Ik doe mijn best, voorzitter.

De voorzitter:

Dank u wel.

De heer Ceder (ChristenUnie):

Ik heb mij specifiek gericht op de groep die een tegemoetkoming heeft gehad en mogelijk nu in de wettelijke schuldsanering zit. Mijn allereerste vraag is of de minister kan uitzoeken — dat kan per brief — om hoeveel mensen dat gaat. Misschien zijn het er nul en voer ik deze strijd voor niemand, maar ik zou graag willen weten om hoeveel mensen dat gaat. Ten tweede. Ik weet uit mijn ervaring bij dit soort zaken als advocaat dat, op het moment dat je in de Wsnp zit, al het geld dat je krijgt in een boedel gaat, dus ook de tegemoetkoming van €5.000. Dat is een vrij strenge regel. Dat snap ik ook, want je moet de schuldeisers tegemoetkomen. Het kabinet zegt in de brief: "Wat altijd mogelijk is, is dat een persoon die slachtoffer is en in een schuldhulpverleningstraject zit, contact opneemt met zijn of haar gemeentelijke schuldhulpverlener of als iemand in een Wsnp-traject zit met de Wsnp-bewindvoerder. Vervolgens kan individueel worden bekeken wat eventueel mogelijk is via een verzoek aan de schuldeisers dan wel aan de rechter-commissaris."

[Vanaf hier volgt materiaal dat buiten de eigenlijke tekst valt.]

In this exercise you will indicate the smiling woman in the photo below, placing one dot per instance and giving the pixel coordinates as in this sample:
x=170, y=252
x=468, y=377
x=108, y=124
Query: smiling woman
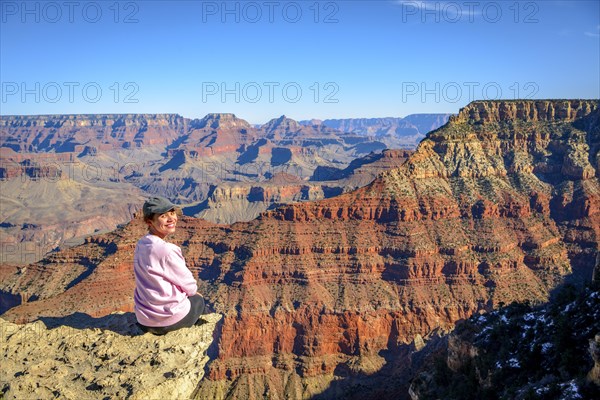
x=165, y=296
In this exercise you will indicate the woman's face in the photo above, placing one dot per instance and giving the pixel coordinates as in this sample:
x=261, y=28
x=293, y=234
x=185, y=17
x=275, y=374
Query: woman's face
x=163, y=224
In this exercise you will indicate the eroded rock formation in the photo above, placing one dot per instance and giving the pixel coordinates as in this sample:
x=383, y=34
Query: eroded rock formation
x=109, y=357
x=499, y=205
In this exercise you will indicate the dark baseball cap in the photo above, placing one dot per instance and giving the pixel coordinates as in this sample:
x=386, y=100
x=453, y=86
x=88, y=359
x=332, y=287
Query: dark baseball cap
x=157, y=205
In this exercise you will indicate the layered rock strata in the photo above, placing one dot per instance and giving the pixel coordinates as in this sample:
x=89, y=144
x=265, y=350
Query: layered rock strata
x=499, y=205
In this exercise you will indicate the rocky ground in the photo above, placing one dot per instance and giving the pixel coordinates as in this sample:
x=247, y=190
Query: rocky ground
x=80, y=357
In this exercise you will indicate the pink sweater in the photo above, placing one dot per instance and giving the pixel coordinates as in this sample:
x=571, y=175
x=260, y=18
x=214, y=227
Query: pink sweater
x=162, y=282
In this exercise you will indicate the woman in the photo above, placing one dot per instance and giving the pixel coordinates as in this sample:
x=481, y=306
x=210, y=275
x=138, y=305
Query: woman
x=165, y=296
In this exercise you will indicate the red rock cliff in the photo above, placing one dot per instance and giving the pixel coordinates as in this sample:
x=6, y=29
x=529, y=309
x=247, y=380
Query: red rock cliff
x=498, y=205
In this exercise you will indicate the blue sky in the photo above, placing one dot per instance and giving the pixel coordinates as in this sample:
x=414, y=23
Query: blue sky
x=304, y=59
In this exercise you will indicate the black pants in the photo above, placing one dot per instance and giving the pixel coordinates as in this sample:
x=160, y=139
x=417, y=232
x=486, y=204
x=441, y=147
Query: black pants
x=196, y=310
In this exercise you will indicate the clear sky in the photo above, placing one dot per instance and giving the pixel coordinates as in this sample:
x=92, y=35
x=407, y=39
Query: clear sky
x=304, y=59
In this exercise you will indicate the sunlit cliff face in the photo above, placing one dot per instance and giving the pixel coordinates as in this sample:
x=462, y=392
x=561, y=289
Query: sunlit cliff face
x=162, y=225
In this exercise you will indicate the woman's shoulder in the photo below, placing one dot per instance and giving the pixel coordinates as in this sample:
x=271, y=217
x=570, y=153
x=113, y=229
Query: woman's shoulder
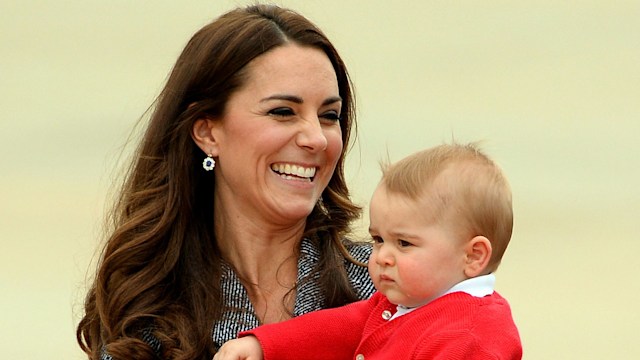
x=359, y=250
x=357, y=273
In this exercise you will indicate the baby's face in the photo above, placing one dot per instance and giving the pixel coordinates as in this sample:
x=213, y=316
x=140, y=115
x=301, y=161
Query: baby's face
x=414, y=259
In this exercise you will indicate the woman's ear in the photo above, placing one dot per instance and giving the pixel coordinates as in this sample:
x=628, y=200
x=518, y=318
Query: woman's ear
x=203, y=134
x=478, y=253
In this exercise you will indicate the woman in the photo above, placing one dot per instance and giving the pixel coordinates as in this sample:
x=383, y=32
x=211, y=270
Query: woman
x=255, y=233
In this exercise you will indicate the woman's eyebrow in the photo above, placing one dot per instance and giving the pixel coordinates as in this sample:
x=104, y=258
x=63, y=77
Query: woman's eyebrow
x=298, y=100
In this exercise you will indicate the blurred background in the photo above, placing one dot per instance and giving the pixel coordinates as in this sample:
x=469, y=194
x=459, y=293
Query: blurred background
x=552, y=88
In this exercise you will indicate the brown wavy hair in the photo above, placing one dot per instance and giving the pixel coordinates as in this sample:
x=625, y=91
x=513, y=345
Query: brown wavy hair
x=160, y=268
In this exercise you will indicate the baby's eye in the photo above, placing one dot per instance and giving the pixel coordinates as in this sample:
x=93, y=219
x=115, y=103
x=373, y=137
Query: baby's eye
x=404, y=243
x=283, y=111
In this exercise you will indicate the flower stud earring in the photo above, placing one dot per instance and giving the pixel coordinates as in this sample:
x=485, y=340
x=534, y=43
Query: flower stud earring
x=208, y=163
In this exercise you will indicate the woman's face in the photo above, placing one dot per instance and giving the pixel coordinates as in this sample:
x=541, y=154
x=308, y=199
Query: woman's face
x=279, y=139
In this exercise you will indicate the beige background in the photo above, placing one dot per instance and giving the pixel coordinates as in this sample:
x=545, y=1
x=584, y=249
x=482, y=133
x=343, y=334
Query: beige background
x=552, y=87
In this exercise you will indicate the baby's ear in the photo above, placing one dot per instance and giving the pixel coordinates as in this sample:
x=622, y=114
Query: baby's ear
x=477, y=256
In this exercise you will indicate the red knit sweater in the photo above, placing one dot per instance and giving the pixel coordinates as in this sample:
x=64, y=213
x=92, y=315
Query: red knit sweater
x=454, y=326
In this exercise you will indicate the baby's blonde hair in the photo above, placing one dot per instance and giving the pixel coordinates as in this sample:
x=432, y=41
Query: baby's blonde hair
x=460, y=185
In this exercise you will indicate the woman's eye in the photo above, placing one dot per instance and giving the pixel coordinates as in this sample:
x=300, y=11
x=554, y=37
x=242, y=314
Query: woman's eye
x=332, y=115
x=281, y=111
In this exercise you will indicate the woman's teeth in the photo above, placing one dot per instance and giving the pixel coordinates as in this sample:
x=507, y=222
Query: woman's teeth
x=290, y=172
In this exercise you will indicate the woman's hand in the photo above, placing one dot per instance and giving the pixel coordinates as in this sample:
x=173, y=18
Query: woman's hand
x=246, y=348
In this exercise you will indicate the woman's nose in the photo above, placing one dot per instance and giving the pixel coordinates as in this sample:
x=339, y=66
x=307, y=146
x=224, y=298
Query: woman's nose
x=311, y=135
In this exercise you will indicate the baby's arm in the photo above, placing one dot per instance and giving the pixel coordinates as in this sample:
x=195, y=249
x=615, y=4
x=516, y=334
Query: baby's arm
x=246, y=348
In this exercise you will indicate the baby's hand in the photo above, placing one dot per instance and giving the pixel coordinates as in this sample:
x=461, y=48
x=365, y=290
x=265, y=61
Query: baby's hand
x=246, y=348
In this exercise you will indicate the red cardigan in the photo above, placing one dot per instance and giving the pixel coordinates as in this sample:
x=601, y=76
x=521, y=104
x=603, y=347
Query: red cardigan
x=454, y=326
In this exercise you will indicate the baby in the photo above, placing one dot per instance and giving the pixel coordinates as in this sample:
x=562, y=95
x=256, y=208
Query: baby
x=440, y=220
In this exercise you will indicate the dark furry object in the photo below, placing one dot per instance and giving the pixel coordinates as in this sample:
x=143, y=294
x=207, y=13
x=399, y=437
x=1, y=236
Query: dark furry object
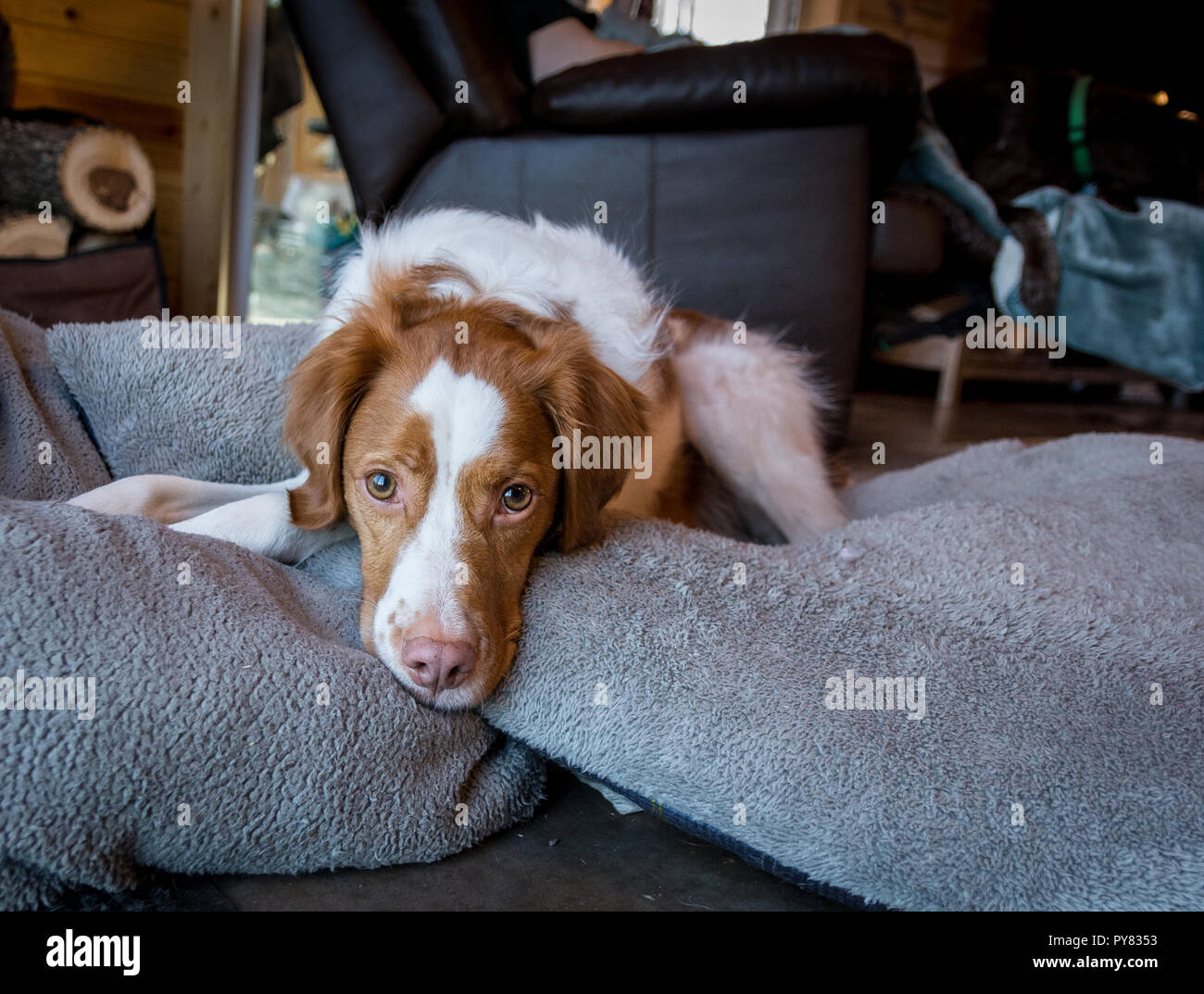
x=1136, y=147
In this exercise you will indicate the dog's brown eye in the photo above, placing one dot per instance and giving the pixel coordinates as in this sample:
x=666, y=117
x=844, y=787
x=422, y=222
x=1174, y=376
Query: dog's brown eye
x=382, y=485
x=517, y=497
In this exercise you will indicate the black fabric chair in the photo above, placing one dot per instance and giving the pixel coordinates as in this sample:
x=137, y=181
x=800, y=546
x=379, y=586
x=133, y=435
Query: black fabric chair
x=739, y=175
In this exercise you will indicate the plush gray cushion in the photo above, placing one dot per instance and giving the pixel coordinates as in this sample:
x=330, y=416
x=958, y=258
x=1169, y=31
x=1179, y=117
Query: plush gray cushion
x=1042, y=774
x=646, y=666
x=242, y=693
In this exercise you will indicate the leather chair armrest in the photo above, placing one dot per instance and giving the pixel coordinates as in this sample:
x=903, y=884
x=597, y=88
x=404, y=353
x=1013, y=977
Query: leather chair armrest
x=790, y=81
x=382, y=115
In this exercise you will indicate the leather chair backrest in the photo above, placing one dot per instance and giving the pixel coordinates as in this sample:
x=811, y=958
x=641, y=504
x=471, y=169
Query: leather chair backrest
x=460, y=52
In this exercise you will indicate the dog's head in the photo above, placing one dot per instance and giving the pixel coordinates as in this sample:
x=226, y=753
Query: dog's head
x=432, y=428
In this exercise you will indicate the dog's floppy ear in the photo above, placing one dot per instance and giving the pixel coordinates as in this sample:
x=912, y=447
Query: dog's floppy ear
x=324, y=392
x=579, y=392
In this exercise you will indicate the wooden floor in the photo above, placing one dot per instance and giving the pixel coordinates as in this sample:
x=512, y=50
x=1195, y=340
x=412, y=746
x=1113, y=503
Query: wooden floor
x=911, y=432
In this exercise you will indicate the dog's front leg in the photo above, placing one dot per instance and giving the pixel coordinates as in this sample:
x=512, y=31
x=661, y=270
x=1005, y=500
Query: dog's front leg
x=171, y=499
x=263, y=524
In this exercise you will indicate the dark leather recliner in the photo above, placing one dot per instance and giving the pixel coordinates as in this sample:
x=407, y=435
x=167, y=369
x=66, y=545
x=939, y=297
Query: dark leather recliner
x=739, y=175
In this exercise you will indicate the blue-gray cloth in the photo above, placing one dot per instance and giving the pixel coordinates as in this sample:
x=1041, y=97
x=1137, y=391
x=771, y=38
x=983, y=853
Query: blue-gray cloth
x=1132, y=289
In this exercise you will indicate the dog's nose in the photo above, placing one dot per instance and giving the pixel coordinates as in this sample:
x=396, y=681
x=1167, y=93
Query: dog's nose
x=436, y=664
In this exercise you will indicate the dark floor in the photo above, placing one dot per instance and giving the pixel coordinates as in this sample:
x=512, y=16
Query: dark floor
x=600, y=862
x=577, y=853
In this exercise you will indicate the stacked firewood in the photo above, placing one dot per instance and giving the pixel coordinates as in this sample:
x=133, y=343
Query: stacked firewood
x=63, y=180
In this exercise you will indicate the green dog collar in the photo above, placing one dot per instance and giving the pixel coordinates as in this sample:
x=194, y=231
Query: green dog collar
x=1080, y=157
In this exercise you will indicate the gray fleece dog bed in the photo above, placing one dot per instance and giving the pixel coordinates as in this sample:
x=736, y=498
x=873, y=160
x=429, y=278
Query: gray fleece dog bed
x=1048, y=760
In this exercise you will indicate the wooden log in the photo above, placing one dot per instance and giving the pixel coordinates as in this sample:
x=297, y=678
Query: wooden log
x=96, y=176
x=24, y=236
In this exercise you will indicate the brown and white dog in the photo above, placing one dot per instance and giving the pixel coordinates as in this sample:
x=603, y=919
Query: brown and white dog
x=482, y=388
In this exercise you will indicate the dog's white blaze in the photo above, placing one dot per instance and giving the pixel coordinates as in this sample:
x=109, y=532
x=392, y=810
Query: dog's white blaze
x=466, y=416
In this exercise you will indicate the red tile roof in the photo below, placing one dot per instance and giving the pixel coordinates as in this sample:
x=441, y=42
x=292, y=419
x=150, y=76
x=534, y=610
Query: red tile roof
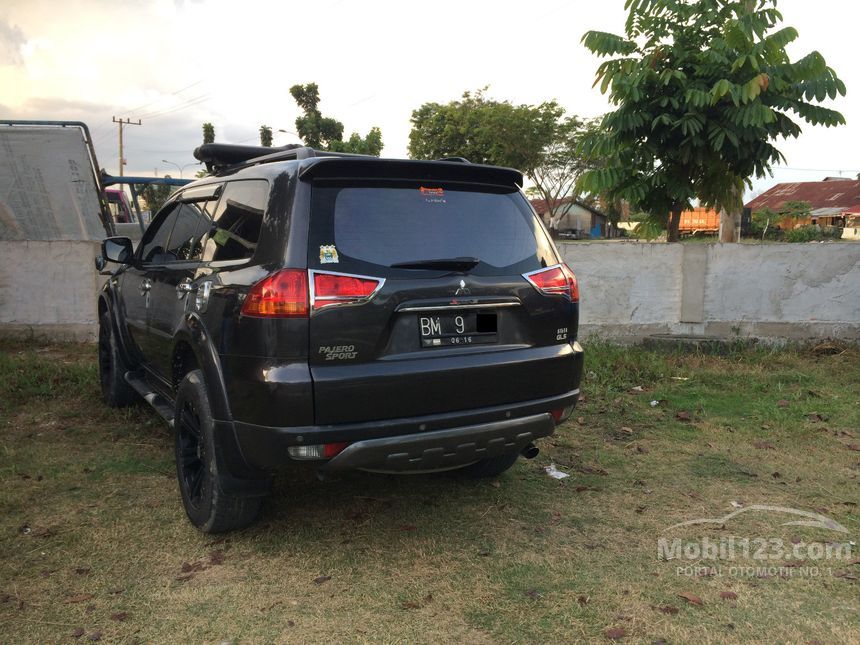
x=844, y=195
x=540, y=205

Voorzitter. Hiermee opent het kabinet de weg om, als iemand in deze situatie zit en €5.000 heeft ontvangen, naar een rechter-commissaris te stappen. Maar als ik de minister zo hoor, dan tref je bij het stappen naar de rechter-commissaris een dichte deur, terwijl dat niet zo hoeft te zijn als Recofa, de groep van rechter-commissarissen — dat hoeft niet in de wet vastgelegd te zijn — besluit om dit bedrag uit te sluiten. Dat hebben we gedaan bij de tegemoetkoming van Dutchbatters; die motie heb ik zelf met de VVD ingediend.

De voorzitter:

Dank u wel.

De heer Ceder (ChristenUnie):

Is de minister opnieuw bereid om met de rechter-commissarissen te praten om, in lijn met wat u hier schrijft, wel degelijk mogelijk te maken dat wanneer mensen de stap maken naar de rechter-commissaris, ze niet voor een dichte deur komen te staan?

De voorzitter:

Ik stel voor dat de minister sowieso nog even schriftelijk reageert op de gestelde vraag. Misschien is dat het handigst, ook gezien de tijd. Ik zie dat de minister knikt. Waarvoor dank. Daarmee zijn we aan het einde gekomen van dit tweeminutendebat. We hebben ook nog een extra regeling. De minister heeft aangegeven dat hij schriftelijk terugkomt ... Heeft u een vraag over de motie, mevrouw Westerveld?

Mevrouw Westerveld (GroenLinks):

De heer Van Nispen vindt dit wel een hele goeie motie en wil er heel graag ook onder.

De voorzitter:

Zeg dat dan meteen! Maar ik gaf u zelf niet de gelegenheid; excuus daarvoor. We gaan in ieder geval de naam van de heer Van Nispen onder de motie zetten. Ik dank de minister voor Rechtsbescherming.

De beraadslaging wordt gesloten.

De voorzitter:

Ik schors voor een enkel moment en dan hebben we een extra regeling van werkzaamheden.

De vergadering wordt enkele ogenblikken geschorst.